血小板源性生长因子受体β靶向正电子发射断层扫描成像用于肝纤维化的无创监测

摘要

目的

通过分子成像无创量化活化的肝星状细胞（aHSC）有助于评估肝纤维化的疾病进展和治疗反应。我们的目的是开发血小板衍生生长因子受体 β (PDGFRβ) 靶向放射性示踪剂，通过 aHSC 的正电子发射断层扫描 (PET) 成像来评估肝纤维化。

方法

采用比较转录组学、免疫荧光染色和流式细胞术评估PDGFRβ作为人aHSCs的生物标志物，并确定PDGFRβ与肝纤维化严重程度的相关性。PDGFRβ 高亲和力亲和体 (Z _PDGFRβ ) 用镓 68 ( ⁶⁸ Ga) 标记，用于对四氯化碳 (CCl ₄ ) 诱导的肝纤维化小鼠进行 PET 成像。

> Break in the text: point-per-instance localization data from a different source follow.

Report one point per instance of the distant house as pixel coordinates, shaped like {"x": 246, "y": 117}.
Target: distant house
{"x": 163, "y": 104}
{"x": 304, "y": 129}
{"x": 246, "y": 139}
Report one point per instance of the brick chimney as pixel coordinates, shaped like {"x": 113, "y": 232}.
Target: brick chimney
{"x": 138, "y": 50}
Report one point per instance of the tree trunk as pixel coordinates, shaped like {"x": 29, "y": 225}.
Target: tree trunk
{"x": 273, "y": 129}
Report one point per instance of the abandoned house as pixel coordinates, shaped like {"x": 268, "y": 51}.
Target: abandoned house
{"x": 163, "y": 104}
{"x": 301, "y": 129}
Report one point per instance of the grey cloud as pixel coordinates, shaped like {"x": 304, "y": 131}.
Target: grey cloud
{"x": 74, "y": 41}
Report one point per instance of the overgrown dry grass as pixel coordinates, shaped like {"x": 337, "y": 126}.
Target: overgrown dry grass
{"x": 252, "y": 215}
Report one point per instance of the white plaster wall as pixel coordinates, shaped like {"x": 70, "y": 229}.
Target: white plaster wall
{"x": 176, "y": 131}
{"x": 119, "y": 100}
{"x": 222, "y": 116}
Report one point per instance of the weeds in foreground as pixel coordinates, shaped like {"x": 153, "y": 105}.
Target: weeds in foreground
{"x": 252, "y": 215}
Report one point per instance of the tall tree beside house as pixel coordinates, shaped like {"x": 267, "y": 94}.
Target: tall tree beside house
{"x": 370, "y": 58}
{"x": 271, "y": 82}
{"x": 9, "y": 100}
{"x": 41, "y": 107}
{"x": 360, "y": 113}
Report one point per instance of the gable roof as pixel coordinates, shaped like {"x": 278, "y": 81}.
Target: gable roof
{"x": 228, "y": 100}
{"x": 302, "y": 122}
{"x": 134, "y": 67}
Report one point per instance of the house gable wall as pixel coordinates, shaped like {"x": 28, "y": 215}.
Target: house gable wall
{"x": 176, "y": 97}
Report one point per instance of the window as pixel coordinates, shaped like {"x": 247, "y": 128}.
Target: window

通过放射自显影测量[ ⁶⁸ Ga]Ga标记的Z _PDGFRβ（[ ⁶⁸ Ga]Ga-DOTA-Z _PDGFRβ）与人肝组织中aHSC的结合。

结果

_{aHSC 中过表达的 PDGFRβ 与患者和 CCl 4}治疗小鼠的肝纤维化严重程度高度相关。⁶⁸ Ga 标记的 Z _PDGFRβ亲和体 ([ ⁶⁸ Ga]Ga-DOTA-Z _PDGFRβ ) 显示出与 aHSC 的 PDGFRβ 依赖性结合。根据PET成像，随着小鼠纤维化肝脏中aHSC和胶原蛋白的积累， [ ⁶⁸ Ga]Ga-DOTA-Z _{PDGFRβ的肝脏摄取增加。}相反，随着肝纤维化的自发恢复或治疗，[ ⁶⁸ Ga]Ga-DOTA-Z _PDGFRβ的肝脏摄取减少，表明小鼠肝纤维化的进展和治疗反应可以通过PDGFRβ靶向PET成像可视化。[ ⁶⁸ Ga]Ga-DOTA-Z _PDGFRβ还结合人 aHSC，并在患者来源的肝组织中观察到纤维化。